元宝塚歌劇団の星組娘役で6月3日に「さよならは黄昏に」で歌手デビューをした有沙瞳(32)が15日、都内でデビュー記念ライブを行った。
「今日はよろしくお願いします」のあいさつとともにデビュー曲で幕開け。大きな拍手に「ありがとうございます。本当にうれしく思います。今日は有沙瞳のいろいろな部分を見て楽しんでください」。
2曲目からはカバー曲コーナー。林あさ美「恋してオモナ」、渡辺真知子「かもめが翔んだ日」などを続けた。同じ芸能事務所「長良プロダクション」の田川寿美「女人高野」、水森かおり「五能線」を歌唱した際は「集中しすぎてふらついちゃった」と苦笑いだった。
男性歌謡ユニット「はやぶさ」はゲスト出演。ヒカル(39)とは美空ひばりの「川の流れのように」をデュエットし、ヤマト(32)とはディズニー音楽の「ホール・ニュー・ワールド」を歌唱した。「デュエットができて光栄です」と笑顔で話す有沙とは対照的にヤマトは「私にミュージカルの曲を投げないで。プレッシャーがすごいんだから。出て来るときは井上芳雄さんでしたが、歌っているときは自分になっていました」と笑わせた。

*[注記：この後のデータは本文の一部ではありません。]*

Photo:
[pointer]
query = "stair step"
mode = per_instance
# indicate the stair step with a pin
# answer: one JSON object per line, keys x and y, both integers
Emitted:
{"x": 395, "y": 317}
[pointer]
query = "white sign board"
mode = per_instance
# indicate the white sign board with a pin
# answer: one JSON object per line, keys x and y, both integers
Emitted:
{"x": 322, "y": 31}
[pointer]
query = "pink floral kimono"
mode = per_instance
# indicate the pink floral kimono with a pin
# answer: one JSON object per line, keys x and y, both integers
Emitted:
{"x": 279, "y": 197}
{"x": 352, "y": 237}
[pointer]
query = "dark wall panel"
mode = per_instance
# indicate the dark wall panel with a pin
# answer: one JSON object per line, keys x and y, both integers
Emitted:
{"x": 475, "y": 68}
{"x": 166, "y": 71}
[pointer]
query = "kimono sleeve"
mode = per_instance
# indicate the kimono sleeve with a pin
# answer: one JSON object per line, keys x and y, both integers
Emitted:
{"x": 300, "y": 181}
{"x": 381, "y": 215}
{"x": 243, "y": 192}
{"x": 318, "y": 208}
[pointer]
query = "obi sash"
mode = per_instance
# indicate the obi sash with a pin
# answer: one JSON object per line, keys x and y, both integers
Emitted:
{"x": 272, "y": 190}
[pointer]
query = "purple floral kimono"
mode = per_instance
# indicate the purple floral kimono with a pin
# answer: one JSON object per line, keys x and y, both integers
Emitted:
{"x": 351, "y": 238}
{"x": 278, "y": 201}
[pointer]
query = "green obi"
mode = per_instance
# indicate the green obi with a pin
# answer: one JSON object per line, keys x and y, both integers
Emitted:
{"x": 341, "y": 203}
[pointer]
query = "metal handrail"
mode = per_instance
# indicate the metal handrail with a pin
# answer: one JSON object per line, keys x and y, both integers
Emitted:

長山洋子の「じょんから女節」は津軽三味線を手に熱唱。民謡「秋田船方節」も初歌唱した。
歌唱後に「はぁ~」と1つ大きな安堵(あんど)のため息をついて「今の私からは考えられないでしょうけど(笑い)、幼いころから引っ込み思案で声も小さかった。それがピアノやバレエ、民謡を習って、演歌歌謡曲が私を変えてくれました。好きなことをさせてくれた家族のおかげです。でも、あれが今につながるとは思えなかったので、人生は何が起こるか分からないですよね」。 演歌からミュージカル曲、三味線、民謡など、さまざまな魅力を約1時間半に詰め込んだデビュー記念ライブ。12年に宝塚に入団して23年に退団した有沙は「これからは歌と女優の二刀流で頑張ります。私が歌で人生が変わったように、私も歌で多くの人に寄りそいたい。頑張ります」と誓った。